During her senior year of college, Rivera filled her schedule with 18 credit hours. Rather than try to balance homework with a part-time job, she took her teaching license test in June, receiving it in July.
Rivera started a day later than the other faculty because her hiring process took longer than expected. Although she said she felt a little behind, she is doing her best and making the most of her time.
One of the biggest challenges Rivera and her coworkers have dealt with has been the language barrier between them and a large portion of their students.
“There’s a large chunk, I would say roughly a fifth of the students in the school only speak Spanish, and it’s not a bilingual school,” Rivera said.
Most teachers in the school do not speak Spanish, and Rivera knows very little. So, they get creative with communication.
Although it is a struggle to learn and teach with the language barrier, Rivera and her fellow teachers are determined to overcome these difficulties.
“We are all teachers because we want to help students learn, and we are going to do our best to do that no matter how long it takes us to figure that out,” Rivera said.
As a young teacher, Rivera feels a little out of place amongst her coworkers, but knows it will pass. With the support of Taylor University and her music education major, she has been able to use tactics she learned at college in her own classroom.
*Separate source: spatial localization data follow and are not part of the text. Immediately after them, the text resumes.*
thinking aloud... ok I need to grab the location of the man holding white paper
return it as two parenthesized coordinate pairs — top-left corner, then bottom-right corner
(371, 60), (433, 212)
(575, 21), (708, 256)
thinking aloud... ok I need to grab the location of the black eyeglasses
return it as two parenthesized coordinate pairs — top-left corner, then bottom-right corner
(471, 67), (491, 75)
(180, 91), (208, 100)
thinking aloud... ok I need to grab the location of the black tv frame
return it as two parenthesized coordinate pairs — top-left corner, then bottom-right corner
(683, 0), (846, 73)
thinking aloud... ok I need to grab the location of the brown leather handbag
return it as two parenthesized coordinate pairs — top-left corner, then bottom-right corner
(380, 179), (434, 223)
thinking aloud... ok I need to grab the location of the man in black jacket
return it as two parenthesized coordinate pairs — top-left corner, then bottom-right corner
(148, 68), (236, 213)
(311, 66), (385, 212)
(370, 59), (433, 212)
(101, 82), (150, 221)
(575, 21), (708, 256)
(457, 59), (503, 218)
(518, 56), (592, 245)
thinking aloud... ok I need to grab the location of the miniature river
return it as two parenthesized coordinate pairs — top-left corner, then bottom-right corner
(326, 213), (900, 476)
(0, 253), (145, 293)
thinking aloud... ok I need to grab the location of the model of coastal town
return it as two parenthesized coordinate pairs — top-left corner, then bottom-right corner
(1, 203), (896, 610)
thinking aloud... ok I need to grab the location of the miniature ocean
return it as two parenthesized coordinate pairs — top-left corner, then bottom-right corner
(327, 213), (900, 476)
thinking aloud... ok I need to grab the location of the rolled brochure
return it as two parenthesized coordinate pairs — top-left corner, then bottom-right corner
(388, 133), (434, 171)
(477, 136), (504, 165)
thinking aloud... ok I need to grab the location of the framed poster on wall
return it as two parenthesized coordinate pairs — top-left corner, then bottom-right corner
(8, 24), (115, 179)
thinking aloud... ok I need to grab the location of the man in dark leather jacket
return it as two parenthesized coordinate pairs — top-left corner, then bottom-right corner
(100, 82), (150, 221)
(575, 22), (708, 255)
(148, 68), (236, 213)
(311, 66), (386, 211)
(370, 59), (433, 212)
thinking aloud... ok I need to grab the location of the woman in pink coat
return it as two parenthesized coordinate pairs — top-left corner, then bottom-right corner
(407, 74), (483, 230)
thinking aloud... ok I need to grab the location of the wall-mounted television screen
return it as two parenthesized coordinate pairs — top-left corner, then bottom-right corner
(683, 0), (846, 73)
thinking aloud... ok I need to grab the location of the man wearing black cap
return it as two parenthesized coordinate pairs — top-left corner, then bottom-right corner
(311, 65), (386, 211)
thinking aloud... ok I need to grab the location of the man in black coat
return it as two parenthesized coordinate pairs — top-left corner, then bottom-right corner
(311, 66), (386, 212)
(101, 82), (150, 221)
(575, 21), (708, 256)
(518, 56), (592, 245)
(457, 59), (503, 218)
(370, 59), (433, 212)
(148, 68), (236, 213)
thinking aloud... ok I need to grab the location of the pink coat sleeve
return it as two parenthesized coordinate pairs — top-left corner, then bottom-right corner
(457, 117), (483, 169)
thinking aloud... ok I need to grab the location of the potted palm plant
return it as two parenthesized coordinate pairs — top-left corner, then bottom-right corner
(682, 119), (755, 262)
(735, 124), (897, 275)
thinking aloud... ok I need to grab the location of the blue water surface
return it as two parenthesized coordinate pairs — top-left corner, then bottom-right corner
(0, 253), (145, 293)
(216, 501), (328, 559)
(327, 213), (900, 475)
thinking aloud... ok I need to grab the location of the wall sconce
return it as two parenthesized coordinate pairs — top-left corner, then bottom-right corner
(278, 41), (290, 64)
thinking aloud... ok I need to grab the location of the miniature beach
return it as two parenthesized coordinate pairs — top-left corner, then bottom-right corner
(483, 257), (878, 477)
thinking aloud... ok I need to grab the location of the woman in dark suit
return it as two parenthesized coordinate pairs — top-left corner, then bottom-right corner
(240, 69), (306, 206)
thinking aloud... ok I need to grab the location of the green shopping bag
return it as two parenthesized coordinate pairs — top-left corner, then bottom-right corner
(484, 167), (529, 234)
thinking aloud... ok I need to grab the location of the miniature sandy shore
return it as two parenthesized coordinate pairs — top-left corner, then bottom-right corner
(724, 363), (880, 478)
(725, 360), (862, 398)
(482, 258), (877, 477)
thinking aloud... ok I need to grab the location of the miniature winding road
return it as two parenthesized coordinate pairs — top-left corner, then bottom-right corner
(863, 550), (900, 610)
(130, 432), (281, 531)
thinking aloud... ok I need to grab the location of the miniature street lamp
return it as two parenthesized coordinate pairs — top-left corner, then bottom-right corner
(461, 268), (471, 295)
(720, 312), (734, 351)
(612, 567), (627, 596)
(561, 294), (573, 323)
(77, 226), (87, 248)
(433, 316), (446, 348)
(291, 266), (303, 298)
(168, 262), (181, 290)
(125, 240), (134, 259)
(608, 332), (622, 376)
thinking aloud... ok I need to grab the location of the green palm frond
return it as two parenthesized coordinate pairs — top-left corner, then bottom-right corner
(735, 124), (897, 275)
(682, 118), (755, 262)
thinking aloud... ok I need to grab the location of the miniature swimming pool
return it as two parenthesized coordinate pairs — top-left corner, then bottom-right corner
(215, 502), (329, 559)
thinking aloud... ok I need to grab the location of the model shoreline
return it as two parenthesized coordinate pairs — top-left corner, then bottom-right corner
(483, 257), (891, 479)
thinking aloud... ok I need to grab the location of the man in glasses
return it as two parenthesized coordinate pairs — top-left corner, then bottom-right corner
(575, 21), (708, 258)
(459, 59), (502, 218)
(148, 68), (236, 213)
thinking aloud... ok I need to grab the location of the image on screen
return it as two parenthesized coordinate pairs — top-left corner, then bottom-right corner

Rivera’s professors at Taylor and her student teaching opportunities have taught her how to adapt to different classroom situations and prepared her to be a well rounded teacher. She may be working through difficulties, but is ready and willing to be the Lord’s hands and feet.
“I will be able to be that light of Christ in my school and be the servant leader that Taylor trained me to be,” Rivera said.
One of Rivera’s favorite things about teaching music is watching the lightbulb of discovery flicker on in each child’s head as they grasp new concepts.
She loves the moment when a child steps out of their shell, engages in the classroom and applies the knowledge that she taught to them.
“They’re all of a sudden taking risks and trying to answer questions that they wouldn’t have been able to answer before, but they’ve learned and they were paying attention,” Rivera said.
Rivera rewards her students with treats for participating and being willing to voice their thoughts. Rather than feeding them the answers, she lets them challenge themselves. Her students may not grasp the new material right away, but their bravery for trying new things and their readiness to learn deserves a reward, she said.
As Rivera continues to persevere through times of struggle and times of joy, she keeps this in mind: “Blessed be the name of the lord in struggles and sunshine. In the hard things and the good things, God is always there and he is to be praised through it all.”